Stored procedure into Entity Framework model - visual-studio-2010

Can you add a stored procedure into an Entity Framework model (Model.edmx)?
I just did it in Visual Studio 2010, like this (except my stored procedure is now off the Add tab and is in the Refresh tab)
My stored procedure is a simple SELECT statement, taking 1 parameter.
VS2010 seems to have added it into the Model, but I wonder where it is and how I can use it?
I can't see it anywhere in the diagram nor in Model.designer.cs

You part the way there. It's a bit of a hidden process and multi-stepped. You have to include the Stored Procedures in your model by selecting them in the menu you have shown above.
Once you have done that you want to view the 'Model Browser'
Then in the Model Browser, find the Model Store (This will have folders like 'Tables / Views'). Right click on your Stored Procedure and select 'Add Function Import'.
Once you have done this, you can map the Entities you will get back from your SP.
You will then be able to access your entities via your Context in code, in a strongly typed way. Hope that helps.

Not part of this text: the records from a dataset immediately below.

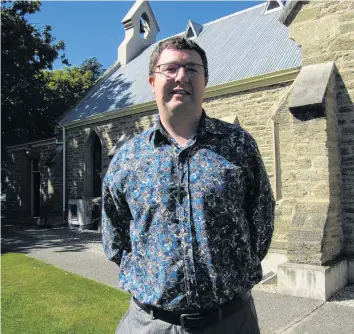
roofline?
[6,138,57,152]
[142,2,267,50]
[58,66,301,129]
[203,2,267,26]
[57,60,121,128]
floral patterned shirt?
[102,113,275,311]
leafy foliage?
[1,1,103,149]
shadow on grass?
[1,220,103,254]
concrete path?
[1,221,354,334]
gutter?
[58,66,301,129]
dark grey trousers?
[116,296,260,334]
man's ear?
[149,75,155,94]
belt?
[133,291,251,331]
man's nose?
[176,66,189,82]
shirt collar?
[149,109,225,147]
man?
[102,37,274,334]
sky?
[27,0,264,70]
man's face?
[149,49,205,115]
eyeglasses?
[154,63,204,79]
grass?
[1,253,130,334]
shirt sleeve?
[101,174,131,266]
[245,134,275,261]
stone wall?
[274,69,342,265]
[66,111,157,199]
[290,1,354,254]
[4,144,63,217]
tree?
[80,57,104,81]
[1,1,68,149]
[44,57,103,131]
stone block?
[262,249,288,275]
[289,62,334,110]
[278,260,348,301]
[328,33,354,51]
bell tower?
[118,0,160,65]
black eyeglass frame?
[153,63,205,79]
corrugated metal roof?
[60,4,301,125]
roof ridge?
[203,2,267,27]
[149,2,267,47]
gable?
[60,4,301,125]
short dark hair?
[149,36,209,84]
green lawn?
[1,253,130,334]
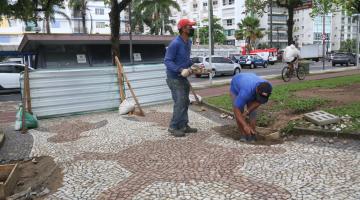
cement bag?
[15,106,39,131]
[189,94,202,103]
[119,99,135,115]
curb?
[289,126,360,140]
[0,131,5,148]
[192,67,359,89]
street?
[189,62,340,83]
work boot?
[184,125,197,133]
[168,128,185,137]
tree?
[199,17,226,44]
[134,0,180,35]
[0,0,37,21]
[245,0,304,45]
[311,0,336,17]
[39,0,71,34]
[109,0,131,63]
[235,16,264,49]
[340,39,356,53]
[69,0,89,33]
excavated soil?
[6,156,63,198]
[213,125,283,145]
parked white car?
[191,56,241,78]
[0,63,34,90]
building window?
[0,35,11,43]
[95,8,104,15]
[226,19,233,26]
[96,22,105,28]
[224,29,235,36]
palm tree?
[199,17,226,44]
[39,0,71,34]
[134,0,180,35]
[235,16,264,49]
[69,0,92,33]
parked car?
[239,55,268,69]
[0,63,33,90]
[191,56,241,78]
[230,54,241,63]
[332,53,356,67]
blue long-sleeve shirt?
[230,73,271,112]
[164,36,192,78]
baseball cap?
[177,19,196,30]
[256,82,272,104]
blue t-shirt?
[230,73,271,112]
[164,36,192,78]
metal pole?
[129,2,134,64]
[270,0,272,47]
[208,0,212,85]
[322,14,325,70]
[209,0,214,55]
[356,13,360,68]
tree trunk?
[286,6,294,45]
[81,8,87,34]
[109,0,120,64]
[45,13,51,34]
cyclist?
[283,44,300,74]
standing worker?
[230,73,272,142]
[164,19,197,137]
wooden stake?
[21,74,27,134]
[115,56,145,116]
[115,56,125,103]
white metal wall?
[21,64,171,118]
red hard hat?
[178,19,196,30]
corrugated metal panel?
[21,64,171,118]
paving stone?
[19,105,360,200]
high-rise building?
[0,0,128,51]
[294,2,357,52]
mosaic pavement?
[30,105,360,200]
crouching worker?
[230,73,272,142]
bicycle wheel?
[296,66,306,80]
[281,66,291,82]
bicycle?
[281,62,306,82]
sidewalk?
[194,68,360,97]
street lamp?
[352,13,360,68]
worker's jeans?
[166,77,190,129]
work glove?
[181,69,192,78]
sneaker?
[184,125,197,133]
[168,128,185,137]
[240,135,249,142]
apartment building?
[0,0,128,51]
[294,3,357,52]
[171,0,245,46]
[172,0,287,48]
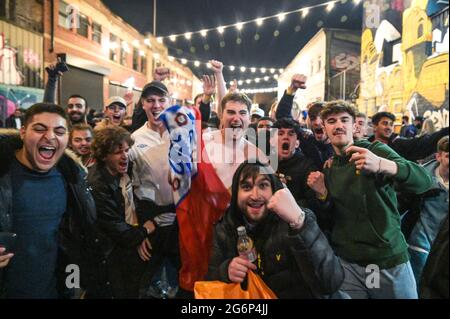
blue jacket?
[409,160,448,252]
[408,160,448,282]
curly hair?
[91,126,134,163]
[437,136,448,153]
[221,93,252,112]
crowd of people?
[0,60,449,299]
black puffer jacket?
[419,215,449,299]
[277,150,318,208]
[0,130,101,297]
[369,127,449,161]
[207,164,344,298]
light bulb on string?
[327,2,334,12]
[277,13,286,22]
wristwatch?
[289,210,305,229]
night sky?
[103,0,362,88]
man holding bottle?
[207,161,344,298]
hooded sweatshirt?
[324,140,432,269]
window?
[133,49,139,71]
[58,1,73,29]
[77,14,89,38]
[140,55,147,73]
[92,22,102,44]
[417,23,423,39]
[109,33,118,61]
[120,41,127,65]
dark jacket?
[88,163,147,298]
[0,131,101,297]
[207,164,344,298]
[419,215,449,299]
[277,150,318,208]
[369,127,449,161]
[275,91,333,170]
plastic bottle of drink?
[237,226,256,262]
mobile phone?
[56,61,69,73]
[0,232,17,254]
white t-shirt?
[128,122,174,206]
[203,130,266,189]
[14,117,22,130]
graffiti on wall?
[358,0,448,126]
[0,34,24,85]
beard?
[69,112,86,124]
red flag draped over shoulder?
[177,141,231,291]
[163,108,231,291]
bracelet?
[317,194,328,201]
[289,210,305,229]
[377,157,381,174]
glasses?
[106,104,125,111]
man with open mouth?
[0,103,95,298]
[207,161,344,299]
[273,118,317,208]
[95,96,127,130]
[69,124,95,168]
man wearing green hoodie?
[308,101,432,299]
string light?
[168,56,284,74]
[157,0,342,40]
[278,13,286,22]
[302,8,309,18]
[240,87,278,94]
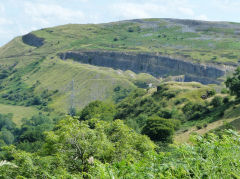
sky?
[0,0,240,46]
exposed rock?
[60,51,232,84]
[22,33,44,47]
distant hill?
[0,19,240,112]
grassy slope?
[174,105,240,143]
[0,19,240,123]
[0,104,39,125]
[31,19,240,64]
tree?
[142,116,176,142]
[225,67,240,99]
[210,96,223,107]
[79,101,116,121]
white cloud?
[194,14,208,21]
[110,3,166,19]
[0,4,5,13]
[178,7,194,16]
[24,2,85,26]
[110,0,195,19]
[0,17,13,25]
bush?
[223,96,230,104]
[142,116,175,143]
[225,67,240,98]
[210,96,223,107]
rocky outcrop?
[22,33,44,47]
[59,51,229,84]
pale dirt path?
[174,117,239,144]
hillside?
[0,19,240,179]
[0,19,240,118]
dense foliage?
[225,67,240,98]
[0,117,240,178]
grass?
[0,19,240,120]
[27,19,240,63]
[0,104,40,126]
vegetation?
[0,19,240,179]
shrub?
[142,116,175,142]
[210,96,223,107]
[223,96,230,104]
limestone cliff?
[59,51,227,84]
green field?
[0,104,39,125]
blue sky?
[0,0,240,46]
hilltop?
[0,19,240,117]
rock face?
[22,33,44,47]
[59,51,229,84]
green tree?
[210,96,223,107]
[225,67,240,99]
[79,101,116,121]
[142,116,178,142]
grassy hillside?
[0,19,240,120]
[31,19,240,64]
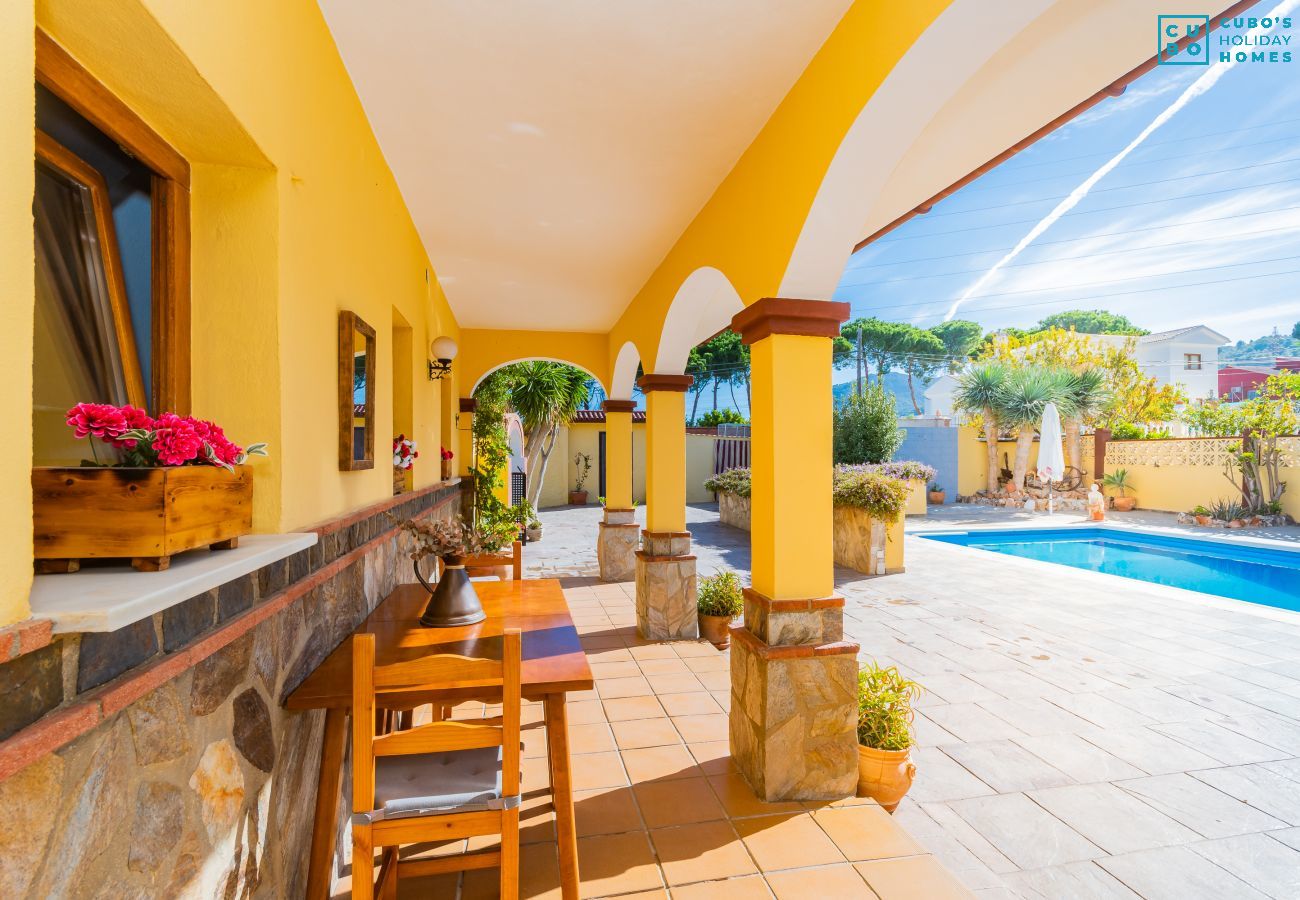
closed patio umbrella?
[1039,403,1065,512]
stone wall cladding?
[0,484,460,899]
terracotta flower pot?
[699,613,731,650]
[858,744,917,813]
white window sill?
[31,532,319,635]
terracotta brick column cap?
[732,297,849,343]
[637,374,696,394]
[742,588,844,613]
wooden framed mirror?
[338,310,374,472]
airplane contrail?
[944,0,1300,321]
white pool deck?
[525,506,1300,900]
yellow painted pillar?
[636,375,699,641]
[595,399,637,581]
[454,397,477,477]
[728,298,858,801]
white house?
[926,325,1229,416]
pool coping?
[906,522,1300,624]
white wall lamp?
[429,337,459,381]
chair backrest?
[352,628,521,813]
[438,541,524,581]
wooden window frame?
[36,29,190,415]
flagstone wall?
[0,483,462,900]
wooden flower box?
[31,466,252,572]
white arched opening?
[780,0,1055,299]
[660,267,745,375]
[610,341,641,401]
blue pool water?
[920,528,1300,611]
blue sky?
[835,3,1300,371]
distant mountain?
[832,372,926,416]
[1219,334,1300,363]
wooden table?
[285,579,592,900]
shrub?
[705,468,749,497]
[858,662,923,750]
[835,384,905,464]
[833,466,907,522]
[697,570,745,619]
[876,459,939,481]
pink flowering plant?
[68,403,267,471]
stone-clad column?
[731,298,858,801]
[595,399,640,581]
[637,375,699,640]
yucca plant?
[858,661,924,750]
[953,363,1006,493]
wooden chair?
[438,541,524,581]
[352,628,520,900]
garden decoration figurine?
[394,516,502,628]
[1088,481,1106,522]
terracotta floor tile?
[564,700,605,724]
[573,787,645,838]
[659,691,723,715]
[646,672,705,693]
[577,831,663,897]
[605,697,664,722]
[623,744,703,784]
[650,821,758,884]
[672,713,727,744]
[569,753,628,791]
[632,778,727,828]
[637,657,690,675]
[686,740,736,775]
[462,844,559,900]
[813,806,926,862]
[569,722,615,756]
[595,675,654,700]
[610,718,681,750]
[767,864,876,900]
[709,771,803,819]
[733,813,845,871]
[672,875,769,900]
[854,856,975,900]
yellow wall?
[0,0,460,626]
[0,7,35,626]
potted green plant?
[858,661,922,813]
[569,453,592,506]
[697,570,745,650]
[1101,468,1138,512]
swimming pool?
[918,527,1300,611]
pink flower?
[153,412,208,466]
[108,403,153,450]
[66,403,129,441]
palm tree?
[1061,368,1109,470]
[997,365,1074,490]
[953,362,1006,494]
[503,360,588,507]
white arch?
[469,356,605,397]
[779,0,1055,299]
[610,341,641,401]
[646,265,745,375]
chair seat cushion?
[374,747,502,818]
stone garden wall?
[0,483,462,900]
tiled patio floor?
[501,507,1300,900]
[353,577,969,900]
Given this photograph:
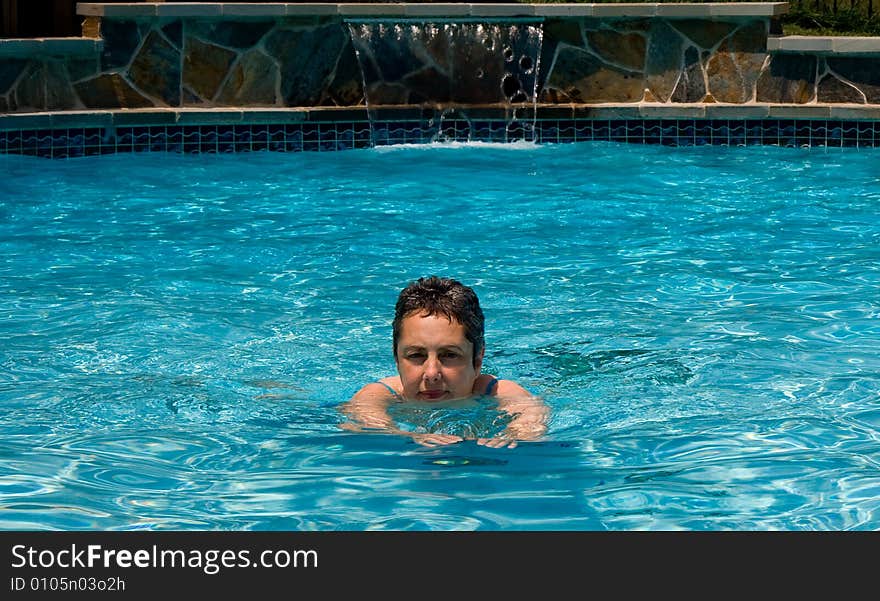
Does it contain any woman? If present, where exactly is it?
[342,276,548,448]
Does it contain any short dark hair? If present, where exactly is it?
[391,275,486,366]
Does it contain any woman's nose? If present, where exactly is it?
[425,357,440,381]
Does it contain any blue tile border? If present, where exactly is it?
[0,118,880,158]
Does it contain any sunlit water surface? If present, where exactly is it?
[0,143,880,530]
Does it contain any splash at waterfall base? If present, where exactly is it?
[0,3,880,156]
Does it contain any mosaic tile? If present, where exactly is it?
[0,116,880,158]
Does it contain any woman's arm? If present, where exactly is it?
[339,382,464,447]
[477,380,550,449]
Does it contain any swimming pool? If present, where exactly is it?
[0,142,880,530]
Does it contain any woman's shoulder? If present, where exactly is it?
[474,374,532,398]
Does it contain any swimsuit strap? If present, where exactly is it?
[376,380,400,399]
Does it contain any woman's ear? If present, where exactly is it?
[474,346,486,374]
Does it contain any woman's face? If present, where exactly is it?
[395,312,483,401]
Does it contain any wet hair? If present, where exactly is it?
[391,275,486,367]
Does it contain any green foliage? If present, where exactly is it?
[781,5,880,36]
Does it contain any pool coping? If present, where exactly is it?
[0,102,880,131]
[77,2,789,19]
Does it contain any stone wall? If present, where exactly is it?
[0,5,880,113]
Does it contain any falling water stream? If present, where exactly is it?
[348,19,543,143]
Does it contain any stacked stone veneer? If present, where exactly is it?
[0,4,880,113]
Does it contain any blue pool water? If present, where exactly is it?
[0,143,880,530]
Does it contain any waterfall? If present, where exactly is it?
[348,19,543,144]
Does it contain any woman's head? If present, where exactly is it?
[392,277,484,401]
[391,276,485,365]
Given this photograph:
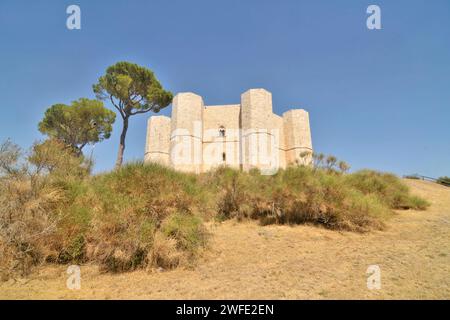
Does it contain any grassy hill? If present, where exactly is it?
[0,163,428,279]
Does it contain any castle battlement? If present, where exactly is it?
[145,89,312,174]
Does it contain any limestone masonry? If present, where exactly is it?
[145,89,312,174]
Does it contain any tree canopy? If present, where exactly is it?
[93,62,173,168]
[39,98,116,154]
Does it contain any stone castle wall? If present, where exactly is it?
[145,89,312,174]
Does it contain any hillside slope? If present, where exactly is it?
[0,180,450,299]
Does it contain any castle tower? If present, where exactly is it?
[144,116,171,166]
[241,89,278,170]
[283,109,313,165]
[170,92,204,173]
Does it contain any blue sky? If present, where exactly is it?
[0,0,450,177]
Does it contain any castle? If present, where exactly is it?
[145,89,312,174]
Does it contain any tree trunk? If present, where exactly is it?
[116,117,128,170]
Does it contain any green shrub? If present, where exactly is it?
[436,176,450,187]
[346,170,428,210]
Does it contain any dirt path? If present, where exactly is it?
[0,180,450,299]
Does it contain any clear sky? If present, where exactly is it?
[0,0,450,177]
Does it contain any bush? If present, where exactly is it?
[0,141,428,278]
[437,176,450,187]
[346,170,429,210]
[210,166,390,231]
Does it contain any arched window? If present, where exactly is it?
[219,126,225,137]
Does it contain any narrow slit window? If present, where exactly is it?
[219,127,225,137]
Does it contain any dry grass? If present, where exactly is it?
[0,180,450,299]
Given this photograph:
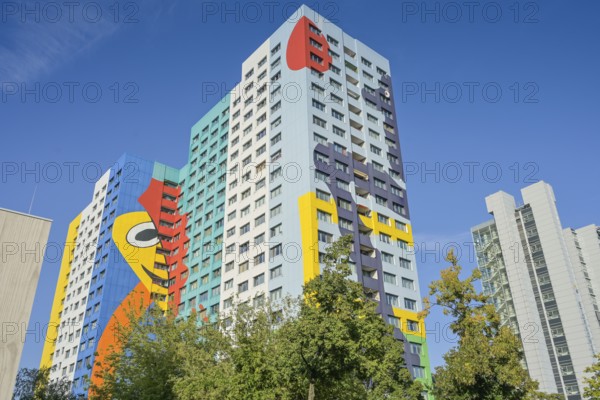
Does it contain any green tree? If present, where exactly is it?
[282,236,422,400]
[424,251,564,400]
[90,307,198,400]
[175,303,286,400]
[583,354,600,399]
[91,237,422,400]
[12,368,75,400]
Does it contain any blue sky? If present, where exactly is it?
[0,0,600,367]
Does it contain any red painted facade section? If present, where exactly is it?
[285,17,332,72]
[139,179,189,313]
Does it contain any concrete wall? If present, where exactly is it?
[0,209,51,400]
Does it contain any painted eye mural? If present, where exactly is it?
[127,222,158,248]
[91,179,187,394]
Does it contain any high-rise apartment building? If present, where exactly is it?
[472,181,600,400]
[40,155,185,395]
[0,208,52,399]
[45,6,431,396]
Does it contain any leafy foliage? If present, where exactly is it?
[583,354,600,399]
[92,237,422,400]
[12,368,75,400]
[424,251,563,400]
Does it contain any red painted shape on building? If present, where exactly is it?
[138,179,189,312]
[285,17,332,72]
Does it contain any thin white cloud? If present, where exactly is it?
[0,0,173,83]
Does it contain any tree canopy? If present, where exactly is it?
[91,237,422,400]
[424,251,564,400]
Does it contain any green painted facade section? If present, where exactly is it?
[152,163,180,183]
[403,333,435,400]
[176,95,229,319]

From the model diagram, right click and select Model Browser (or View/Other Windows/Entity Data Model Browser from the menu). In the Model.Store section, you should see Tables/Views, Stored Procedures/Functions and Constraints. Your stored procedures will be in the Stored Procedures/Functions section.
Check this link for a good explanation of how to use stored procedures with EF: http://msdn.microsoft.com/en-us/data/gg699321.aspx

Complement for previous answer:
If need, not an entity but juste create a complex type (you can create it in complex type folder in model explorer) and associate it to your stored procedure if your returning dataobject doesn't match with a table of your DB, example:
http://img46.imageshack.us/img46/9168/j4ax.jpg

Related

Oracle Apex 19.1 (how to add, edit, delete data through a form)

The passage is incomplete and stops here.